Project Summary / Abstract
Heart failure (HF) affects ~6.2 million Americans and is one of the leading causes of hospitalization in the U.S.
Hospitalizations for heart failure (HHF) account for 80% of HF costs since 83% of HF patients are hospitalized
at least once and 43% at least four times. About 30% of HF patients die within one year of being hospitalized.
Black HF patients experience higher hospitalization rates over time compared to White HF patients.
Angiotensin Inhibitors prevent HHF. Although these drugs are most effective in patients with reduced ejection
fraction (HFrEF), HHF patients remain high, suggesting that drug response differs between individuals. Race
seems to be a critical factor in angiotensin inhibitor response because White HF patients experienced a 44%
reduction in the risk of HHF on these drugs, while this effect was not seen in Black HF patients. Although this
difference in responsiveness to angiotensin inhibitors is not yet fully understood, these drugs are guideline-
recommended for all HFrEF patients. Given the increasing frequency, costs, and grave outcomes, there is a
critical need to understand the factors underlying racial disparity in the angiotensin inhibitor-associated
reduction of HFrEF hospitalizations. Race is a complex construct of social and genomic variables, and both
may play a role in this racial disparity. Our central hypothesis is social variables better explain this racial
disparity. Therefore, the overall objective is to understand the effects of self-identified race, genomics, and
social variables in the racial disparity of angiotensin inhibitor-associated reductions in HFrEF hospitalizations.

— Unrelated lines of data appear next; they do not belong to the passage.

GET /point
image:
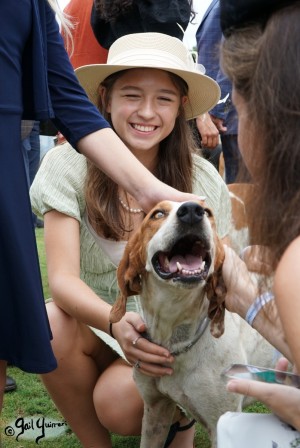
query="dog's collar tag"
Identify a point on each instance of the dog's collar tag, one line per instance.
(202, 327)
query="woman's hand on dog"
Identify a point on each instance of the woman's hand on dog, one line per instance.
(241, 290)
(149, 358)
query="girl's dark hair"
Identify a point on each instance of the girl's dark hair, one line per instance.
(264, 68)
(174, 167)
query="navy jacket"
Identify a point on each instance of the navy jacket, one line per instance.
(51, 89)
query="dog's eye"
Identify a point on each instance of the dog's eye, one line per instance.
(158, 214)
(208, 212)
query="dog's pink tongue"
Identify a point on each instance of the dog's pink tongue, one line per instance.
(190, 262)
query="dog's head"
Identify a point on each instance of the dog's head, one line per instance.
(177, 243)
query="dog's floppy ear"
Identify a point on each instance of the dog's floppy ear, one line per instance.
(216, 292)
(128, 274)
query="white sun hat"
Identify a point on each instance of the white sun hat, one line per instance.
(154, 50)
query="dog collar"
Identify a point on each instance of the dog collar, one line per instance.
(202, 327)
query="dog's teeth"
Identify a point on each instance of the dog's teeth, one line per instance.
(179, 267)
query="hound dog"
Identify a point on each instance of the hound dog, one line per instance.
(174, 262)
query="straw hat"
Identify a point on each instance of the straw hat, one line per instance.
(154, 50)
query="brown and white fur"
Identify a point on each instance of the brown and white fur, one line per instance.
(174, 262)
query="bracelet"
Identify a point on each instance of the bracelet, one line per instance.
(257, 305)
(110, 330)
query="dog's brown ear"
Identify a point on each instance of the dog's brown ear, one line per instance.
(128, 274)
(216, 292)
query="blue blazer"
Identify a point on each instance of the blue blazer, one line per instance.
(209, 37)
(50, 87)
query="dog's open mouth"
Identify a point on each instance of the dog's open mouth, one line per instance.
(188, 260)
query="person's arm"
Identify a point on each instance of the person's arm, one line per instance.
(108, 152)
(242, 291)
(286, 289)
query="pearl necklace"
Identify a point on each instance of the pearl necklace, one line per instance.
(129, 209)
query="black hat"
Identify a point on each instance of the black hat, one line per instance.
(239, 13)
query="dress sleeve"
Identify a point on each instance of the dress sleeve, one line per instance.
(59, 183)
(75, 115)
(208, 183)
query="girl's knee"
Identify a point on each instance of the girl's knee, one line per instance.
(117, 402)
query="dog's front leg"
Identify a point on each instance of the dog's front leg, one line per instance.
(158, 417)
(159, 411)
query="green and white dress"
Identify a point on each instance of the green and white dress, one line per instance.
(59, 185)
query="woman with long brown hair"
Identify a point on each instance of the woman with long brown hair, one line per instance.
(261, 56)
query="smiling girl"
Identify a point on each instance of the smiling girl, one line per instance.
(147, 91)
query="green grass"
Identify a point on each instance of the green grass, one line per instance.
(31, 399)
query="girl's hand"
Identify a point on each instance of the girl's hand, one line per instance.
(283, 401)
(152, 359)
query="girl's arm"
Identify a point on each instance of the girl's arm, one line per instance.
(287, 293)
(242, 291)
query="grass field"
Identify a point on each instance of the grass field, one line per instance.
(30, 411)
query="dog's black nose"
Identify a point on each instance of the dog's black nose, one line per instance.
(190, 213)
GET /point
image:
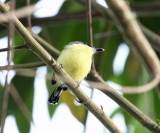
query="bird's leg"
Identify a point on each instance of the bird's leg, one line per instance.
(53, 81)
(61, 65)
(78, 84)
(65, 88)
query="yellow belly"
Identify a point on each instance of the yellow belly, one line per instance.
(77, 65)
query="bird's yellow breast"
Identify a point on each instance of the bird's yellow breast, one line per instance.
(76, 61)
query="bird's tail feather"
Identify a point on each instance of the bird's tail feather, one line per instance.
(54, 97)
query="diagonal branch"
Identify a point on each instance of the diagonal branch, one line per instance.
(24, 46)
(49, 61)
(123, 17)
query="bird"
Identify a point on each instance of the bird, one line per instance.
(76, 60)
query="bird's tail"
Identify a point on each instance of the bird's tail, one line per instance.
(54, 97)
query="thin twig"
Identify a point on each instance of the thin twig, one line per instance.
(23, 66)
(107, 34)
(29, 16)
(52, 50)
(7, 85)
(49, 61)
(21, 105)
(127, 24)
(124, 103)
(141, 89)
(24, 46)
(20, 13)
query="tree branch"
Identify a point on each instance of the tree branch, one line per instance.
(127, 24)
(22, 66)
(98, 82)
(24, 46)
(143, 88)
(49, 61)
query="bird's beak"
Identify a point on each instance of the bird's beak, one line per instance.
(99, 50)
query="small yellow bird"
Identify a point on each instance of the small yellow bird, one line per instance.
(76, 59)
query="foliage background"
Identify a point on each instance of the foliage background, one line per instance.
(61, 32)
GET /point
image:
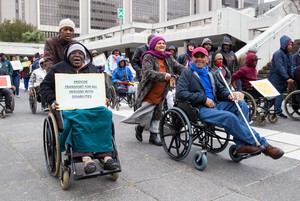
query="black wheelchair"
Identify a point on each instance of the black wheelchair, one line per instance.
(34, 98)
(118, 93)
(66, 169)
(260, 107)
(180, 128)
(2, 103)
(292, 103)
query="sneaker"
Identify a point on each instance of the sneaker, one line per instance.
(90, 167)
(110, 164)
(249, 149)
(282, 116)
(273, 152)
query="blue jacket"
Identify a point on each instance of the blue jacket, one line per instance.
(281, 70)
(190, 88)
(122, 73)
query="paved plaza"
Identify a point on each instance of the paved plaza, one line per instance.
(148, 173)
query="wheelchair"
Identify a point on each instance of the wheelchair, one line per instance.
(34, 98)
(66, 169)
(292, 103)
(259, 107)
(181, 127)
(2, 103)
(118, 93)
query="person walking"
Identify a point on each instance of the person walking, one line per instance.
(157, 68)
(54, 47)
(281, 72)
(136, 58)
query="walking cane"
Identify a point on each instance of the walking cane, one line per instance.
(239, 108)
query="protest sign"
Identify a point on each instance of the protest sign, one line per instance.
(16, 65)
(99, 60)
(80, 91)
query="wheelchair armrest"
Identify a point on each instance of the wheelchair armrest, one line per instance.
(189, 110)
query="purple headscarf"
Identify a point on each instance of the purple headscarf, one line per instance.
(159, 55)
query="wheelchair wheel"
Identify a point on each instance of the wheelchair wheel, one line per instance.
(115, 176)
(252, 106)
(65, 179)
(131, 100)
(33, 102)
(218, 139)
(200, 160)
(176, 133)
(292, 105)
(112, 97)
(51, 145)
(233, 155)
(272, 118)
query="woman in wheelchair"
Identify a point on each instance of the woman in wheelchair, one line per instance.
(216, 106)
(122, 77)
(81, 131)
(36, 78)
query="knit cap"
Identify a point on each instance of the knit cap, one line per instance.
(154, 40)
(66, 23)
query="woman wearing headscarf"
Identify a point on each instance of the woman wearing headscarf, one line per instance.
(157, 68)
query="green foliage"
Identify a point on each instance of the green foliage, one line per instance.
(19, 31)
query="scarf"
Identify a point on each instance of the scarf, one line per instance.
(203, 74)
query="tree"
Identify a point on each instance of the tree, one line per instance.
(19, 31)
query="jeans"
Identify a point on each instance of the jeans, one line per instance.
(226, 115)
(278, 102)
(16, 83)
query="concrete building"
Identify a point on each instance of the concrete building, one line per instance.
(93, 15)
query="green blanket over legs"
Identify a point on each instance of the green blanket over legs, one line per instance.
(87, 130)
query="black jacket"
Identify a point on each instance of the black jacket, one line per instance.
(47, 87)
(136, 61)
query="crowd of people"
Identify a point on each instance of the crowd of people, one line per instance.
(153, 65)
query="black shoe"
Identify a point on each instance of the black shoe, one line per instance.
(154, 140)
(138, 133)
(90, 167)
(110, 164)
(282, 116)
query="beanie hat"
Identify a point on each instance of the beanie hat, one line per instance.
(218, 56)
(66, 23)
(206, 41)
(75, 47)
(94, 52)
(154, 40)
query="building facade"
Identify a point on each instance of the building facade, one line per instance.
(93, 15)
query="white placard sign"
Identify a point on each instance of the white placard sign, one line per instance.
(80, 91)
(265, 88)
(16, 65)
(5, 81)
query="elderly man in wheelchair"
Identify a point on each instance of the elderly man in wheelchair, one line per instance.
(88, 133)
(217, 106)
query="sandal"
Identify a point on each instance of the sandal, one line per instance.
(90, 167)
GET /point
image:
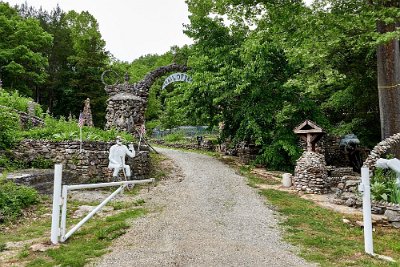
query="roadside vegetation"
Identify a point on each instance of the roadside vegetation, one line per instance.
(321, 234)
(19, 233)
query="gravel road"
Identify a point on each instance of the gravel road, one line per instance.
(208, 217)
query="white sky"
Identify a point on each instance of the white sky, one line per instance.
(131, 28)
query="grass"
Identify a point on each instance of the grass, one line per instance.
(91, 241)
(324, 238)
(319, 233)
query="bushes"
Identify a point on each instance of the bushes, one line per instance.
(15, 101)
(14, 198)
(174, 137)
(383, 186)
(62, 130)
(9, 125)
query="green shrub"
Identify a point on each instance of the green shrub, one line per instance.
(15, 101)
(383, 186)
(9, 125)
(64, 130)
(14, 198)
(175, 137)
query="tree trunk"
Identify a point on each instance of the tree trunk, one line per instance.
(389, 83)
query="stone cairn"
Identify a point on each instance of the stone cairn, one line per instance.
(128, 102)
(311, 175)
(87, 113)
(390, 210)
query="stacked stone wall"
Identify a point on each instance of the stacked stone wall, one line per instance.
(88, 165)
(311, 175)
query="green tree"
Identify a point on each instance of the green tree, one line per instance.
(22, 42)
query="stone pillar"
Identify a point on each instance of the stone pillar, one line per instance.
(311, 175)
(87, 113)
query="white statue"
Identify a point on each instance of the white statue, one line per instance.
(393, 164)
(117, 158)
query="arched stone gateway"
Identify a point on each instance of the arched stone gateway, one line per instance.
(127, 103)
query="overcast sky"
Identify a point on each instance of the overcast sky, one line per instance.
(131, 28)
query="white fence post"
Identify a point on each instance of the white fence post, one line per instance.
(60, 195)
(55, 217)
(366, 189)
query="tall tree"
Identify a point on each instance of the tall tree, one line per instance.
(389, 73)
(22, 42)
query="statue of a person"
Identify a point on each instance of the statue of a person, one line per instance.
(117, 156)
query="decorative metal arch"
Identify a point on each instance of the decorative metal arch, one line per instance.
(176, 77)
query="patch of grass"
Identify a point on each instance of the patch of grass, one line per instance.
(14, 199)
(24, 253)
(2, 246)
(89, 242)
(324, 238)
(92, 240)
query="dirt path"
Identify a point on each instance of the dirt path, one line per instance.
(208, 218)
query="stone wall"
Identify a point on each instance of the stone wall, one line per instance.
(247, 152)
(89, 165)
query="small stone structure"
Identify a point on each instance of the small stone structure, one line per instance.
(89, 165)
(311, 175)
(309, 132)
(247, 152)
(128, 102)
(87, 113)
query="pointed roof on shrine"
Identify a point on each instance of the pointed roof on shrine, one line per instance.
(308, 127)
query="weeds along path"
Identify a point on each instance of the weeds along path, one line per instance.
(208, 218)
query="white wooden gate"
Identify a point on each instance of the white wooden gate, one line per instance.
(60, 195)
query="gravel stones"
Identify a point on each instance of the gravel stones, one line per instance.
(210, 218)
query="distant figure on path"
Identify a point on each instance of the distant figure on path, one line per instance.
(117, 156)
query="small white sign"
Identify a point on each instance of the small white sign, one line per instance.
(176, 77)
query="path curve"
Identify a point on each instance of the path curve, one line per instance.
(208, 218)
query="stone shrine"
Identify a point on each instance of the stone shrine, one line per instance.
(311, 174)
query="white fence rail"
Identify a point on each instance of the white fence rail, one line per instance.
(60, 195)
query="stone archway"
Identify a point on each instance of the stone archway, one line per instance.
(127, 103)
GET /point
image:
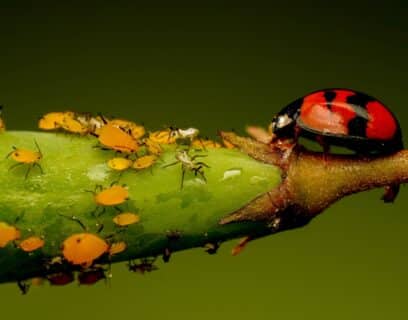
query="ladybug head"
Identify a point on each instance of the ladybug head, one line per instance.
(281, 121)
(285, 120)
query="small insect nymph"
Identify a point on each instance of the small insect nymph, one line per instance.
(189, 163)
(26, 157)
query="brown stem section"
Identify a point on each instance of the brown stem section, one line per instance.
(311, 182)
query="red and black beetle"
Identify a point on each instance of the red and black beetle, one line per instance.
(342, 117)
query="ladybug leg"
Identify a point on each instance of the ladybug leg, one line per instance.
(240, 246)
(326, 147)
(390, 193)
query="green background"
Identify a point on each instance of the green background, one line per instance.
(220, 67)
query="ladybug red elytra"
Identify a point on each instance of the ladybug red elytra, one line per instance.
(342, 117)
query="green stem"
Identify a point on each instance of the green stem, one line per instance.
(72, 165)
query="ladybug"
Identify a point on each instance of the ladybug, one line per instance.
(342, 117)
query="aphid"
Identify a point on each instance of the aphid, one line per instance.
(153, 147)
(184, 134)
(145, 265)
(111, 196)
(240, 246)
(61, 278)
(92, 276)
(31, 244)
(8, 233)
(117, 247)
(72, 125)
(342, 117)
(162, 137)
(54, 120)
(228, 144)
(211, 247)
(26, 157)
(201, 144)
(83, 248)
(188, 163)
(117, 139)
(144, 162)
(119, 163)
(2, 124)
(135, 130)
(126, 219)
(24, 286)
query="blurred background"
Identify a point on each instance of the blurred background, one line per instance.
(220, 67)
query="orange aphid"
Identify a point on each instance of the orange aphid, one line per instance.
(125, 219)
(8, 233)
(83, 248)
(117, 247)
(228, 144)
(144, 162)
(119, 164)
(153, 147)
(163, 137)
(135, 130)
(112, 196)
(31, 244)
(54, 120)
(74, 126)
(117, 139)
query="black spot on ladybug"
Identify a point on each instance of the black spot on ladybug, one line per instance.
(359, 99)
(357, 127)
(329, 96)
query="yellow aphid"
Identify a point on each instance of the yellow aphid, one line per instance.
(163, 137)
(26, 157)
(126, 219)
(153, 147)
(54, 120)
(119, 164)
(205, 144)
(2, 124)
(135, 130)
(117, 139)
(72, 125)
(117, 247)
(228, 144)
(7, 234)
(144, 162)
(112, 196)
(83, 248)
(31, 244)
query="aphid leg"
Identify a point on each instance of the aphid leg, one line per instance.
(28, 171)
(74, 218)
(171, 164)
(39, 167)
(23, 286)
(9, 154)
(390, 193)
(38, 147)
(166, 255)
(183, 173)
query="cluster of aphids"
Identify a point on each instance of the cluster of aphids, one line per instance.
(339, 117)
(135, 149)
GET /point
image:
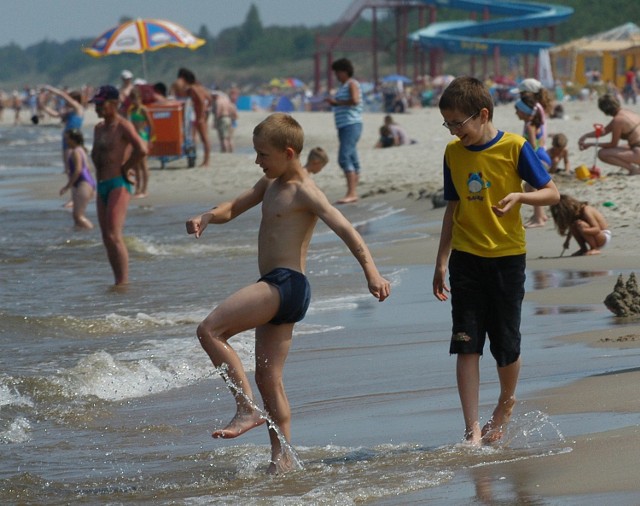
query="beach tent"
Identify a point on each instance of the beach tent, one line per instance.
(609, 53)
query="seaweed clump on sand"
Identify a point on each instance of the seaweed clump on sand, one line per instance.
(625, 298)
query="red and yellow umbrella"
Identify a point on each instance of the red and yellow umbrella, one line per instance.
(140, 36)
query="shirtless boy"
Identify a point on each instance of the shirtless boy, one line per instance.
(117, 148)
(291, 206)
(201, 99)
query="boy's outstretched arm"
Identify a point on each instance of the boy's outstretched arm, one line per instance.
(226, 211)
(440, 288)
(545, 196)
(379, 287)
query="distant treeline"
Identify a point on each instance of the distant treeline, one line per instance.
(251, 51)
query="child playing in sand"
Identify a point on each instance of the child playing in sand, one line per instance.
(316, 160)
(559, 153)
(291, 205)
(583, 222)
(80, 180)
(483, 242)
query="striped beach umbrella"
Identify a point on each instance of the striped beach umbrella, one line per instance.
(140, 36)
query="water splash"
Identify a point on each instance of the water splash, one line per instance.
(288, 453)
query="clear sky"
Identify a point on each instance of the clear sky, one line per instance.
(26, 22)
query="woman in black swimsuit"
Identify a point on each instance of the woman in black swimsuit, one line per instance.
(624, 126)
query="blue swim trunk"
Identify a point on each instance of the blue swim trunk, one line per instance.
(105, 187)
(295, 294)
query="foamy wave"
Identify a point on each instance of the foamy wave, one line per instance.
(103, 376)
(337, 303)
(157, 366)
(304, 329)
(149, 247)
(18, 432)
(10, 397)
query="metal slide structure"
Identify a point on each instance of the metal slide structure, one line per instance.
(471, 37)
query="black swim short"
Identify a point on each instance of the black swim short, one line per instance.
(486, 300)
(295, 294)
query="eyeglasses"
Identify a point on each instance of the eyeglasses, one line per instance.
(457, 125)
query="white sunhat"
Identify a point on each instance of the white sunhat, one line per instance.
(531, 85)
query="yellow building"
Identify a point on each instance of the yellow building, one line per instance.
(609, 53)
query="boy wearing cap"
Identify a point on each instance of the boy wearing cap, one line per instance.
(117, 148)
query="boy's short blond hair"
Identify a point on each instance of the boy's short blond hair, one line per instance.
(318, 154)
(282, 131)
(559, 141)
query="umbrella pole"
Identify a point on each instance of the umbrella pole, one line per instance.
(144, 66)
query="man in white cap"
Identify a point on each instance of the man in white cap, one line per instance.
(531, 85)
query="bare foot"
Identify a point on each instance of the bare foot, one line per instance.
(535, 224)
(347, 200)
(239, 424)
(493, 430)
(473, 437)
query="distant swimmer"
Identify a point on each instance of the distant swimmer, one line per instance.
(117, 148)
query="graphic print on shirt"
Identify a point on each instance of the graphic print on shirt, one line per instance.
(475, 185)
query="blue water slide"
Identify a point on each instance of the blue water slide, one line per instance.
(470, 36)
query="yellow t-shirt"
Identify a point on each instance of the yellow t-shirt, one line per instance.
(479, 177)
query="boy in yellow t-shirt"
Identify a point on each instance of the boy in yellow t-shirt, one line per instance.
(483, 242)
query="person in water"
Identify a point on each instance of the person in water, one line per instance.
(117, 148)
(80, 181)
(291, 205)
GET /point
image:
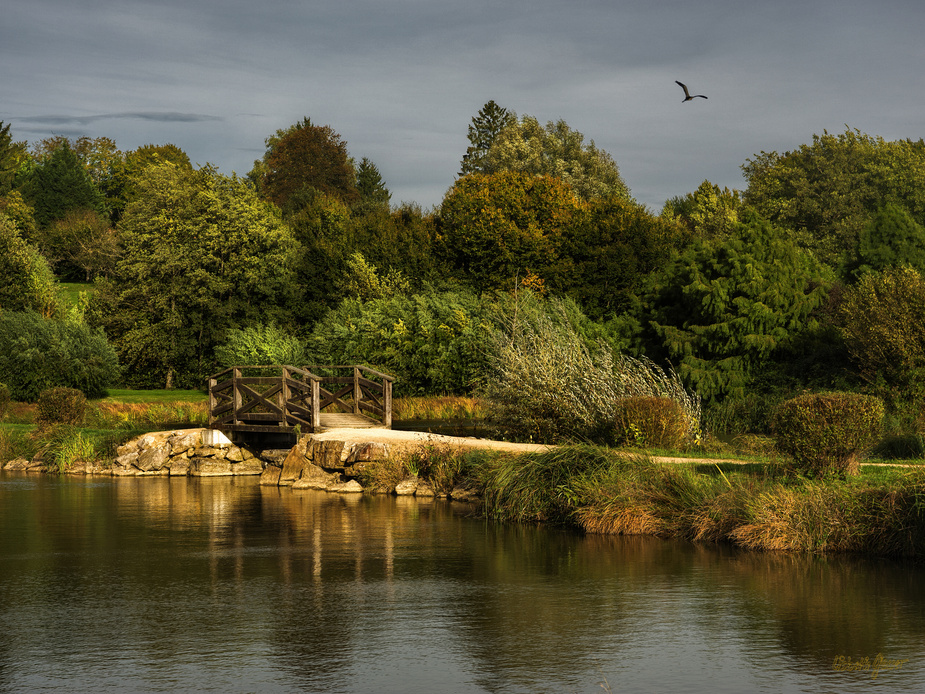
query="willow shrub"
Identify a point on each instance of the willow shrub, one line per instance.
(654, 422)
(61, 406)
(828, 432)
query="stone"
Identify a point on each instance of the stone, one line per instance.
(328, 454)
(210, 452)
(270, 476)
(294, 463)
(348, 487)
(179, 466)
(366, 452)
(209, 467)
(274, 456)
(407, 486)
(184, 442)
(152, 458)
(313, 477)
(127, 460)
(247, 467)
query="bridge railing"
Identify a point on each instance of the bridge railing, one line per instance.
(283, 398)
(356, 389)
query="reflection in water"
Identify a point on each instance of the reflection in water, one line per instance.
(161, 584)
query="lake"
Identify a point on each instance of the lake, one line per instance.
(217, 584)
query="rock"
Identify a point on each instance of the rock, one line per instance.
(328, 454)
(179, 465)
(247, 467)
(366, 452)
(270, 476)
(407, 486)
(153, 458)
(274, 456)
(209, 467)
(295, 461)
(348, 487)
(127, 460)
(313, 477)
(235, 455)
(211, 452)
(184, 442)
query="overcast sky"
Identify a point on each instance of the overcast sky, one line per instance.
(400, 80)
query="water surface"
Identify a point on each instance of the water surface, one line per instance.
(160, 584)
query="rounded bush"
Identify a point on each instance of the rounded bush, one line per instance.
(653, 422)
(828, 432)
(4, 400)
(61, 406)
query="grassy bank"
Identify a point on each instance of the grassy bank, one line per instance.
(755, 506)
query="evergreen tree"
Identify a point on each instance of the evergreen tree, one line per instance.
(890, 239)
(59, 185)
(483, 130)
(720, 309)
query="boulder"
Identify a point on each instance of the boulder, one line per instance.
(247, 467)
(270, 476)
(407, 486)
(209, 467)
(313, 477)
(153, 458)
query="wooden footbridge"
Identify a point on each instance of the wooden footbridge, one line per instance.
(291, 399)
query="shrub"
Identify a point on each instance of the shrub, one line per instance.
(655, 422)
(38, 353)
(828, 432)
(61, 406)
(4, 400)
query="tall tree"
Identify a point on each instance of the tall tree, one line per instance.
(824, 193)
(722, 308)
(201, 253)
(308, 157)
(555, 150)
(497, 228)
(483, 130)
(371, 187)
(60, 184)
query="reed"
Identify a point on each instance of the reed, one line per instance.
(439, 407)
(153, 415)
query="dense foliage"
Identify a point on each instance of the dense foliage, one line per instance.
(828, 432)
(38, 353)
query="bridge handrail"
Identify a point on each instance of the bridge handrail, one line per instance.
(237, 401)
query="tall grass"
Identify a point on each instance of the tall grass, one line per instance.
(548, 383)
(115, 415)
(439, 407)
(603, 491)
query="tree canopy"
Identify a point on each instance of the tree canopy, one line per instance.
(555, 150)
(826, 192)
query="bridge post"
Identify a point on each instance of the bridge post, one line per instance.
(387, 402)
(236, 393)
(357, 391)
(284, 397)
(316, 404)
(212, 401)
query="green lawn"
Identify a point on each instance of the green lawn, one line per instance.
(154, 396)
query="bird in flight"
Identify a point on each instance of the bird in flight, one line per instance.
(687, 94)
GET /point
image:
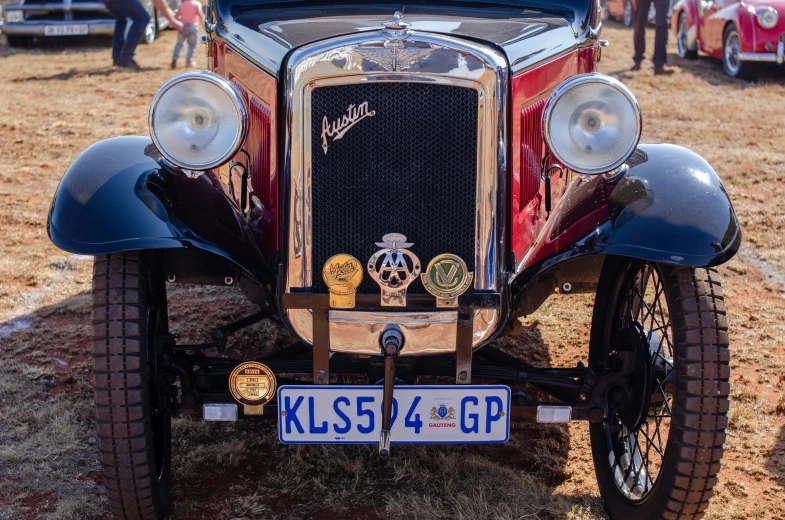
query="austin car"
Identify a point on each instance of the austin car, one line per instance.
(398, 186)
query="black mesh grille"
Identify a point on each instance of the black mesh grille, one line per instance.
(410, 169)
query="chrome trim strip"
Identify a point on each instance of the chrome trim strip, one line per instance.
(451, 61)
(768, 57)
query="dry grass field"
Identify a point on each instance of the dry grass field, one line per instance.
(55, 100)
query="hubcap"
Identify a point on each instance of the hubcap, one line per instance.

Pharmacogenomic (PGx) studies often rely on self-identified race instead of genomic ancestry, and findings of
genetic variants responsible for differences in HF treatment outcomes are inconsistent. Aim 1 overcomes this
limitation with a diverse cohort of HFrEF patients (N=575 Black, N=547 White) in the Henry Ford Heart Failure
PGx registry (HFPGR) with whole-genome data, allowing for ancestral quantification and access to electronic
medical records. Many studies investigating racial disparities in HHF are outdated, given current knowledge on
access to care that can influence HHF. Aim 2 overcomes this limitation with access to a more contemporary
dataset where patients have similar health care access and quality. Studies investigating the effects of social
determinants of health (SDoH) on HHF found cumulative increases of specific social variables were associated
with an increased risk of HHF but did not investigate drug-specific social variables. Aim 3 overcomes this
limitation by testing for interactions using self-identified race, genomic ancestry, and social variables
specifically related to angiotensin inhibitor benefit in HFrEF hospitalizations. The overall approach is to analyze
an existing clinical and genomics dataset (HFPGR) with HHF as the primary outcome. This research is feasible
by leveraging an existing dataset, the expertise of my sponsors, resources at the University of Michigan and
Henry Ford Health System, and established methods. In completing this project, I will learn critical research
skills in PGx and social services that will prepare me for more advanced, post-doctoral training.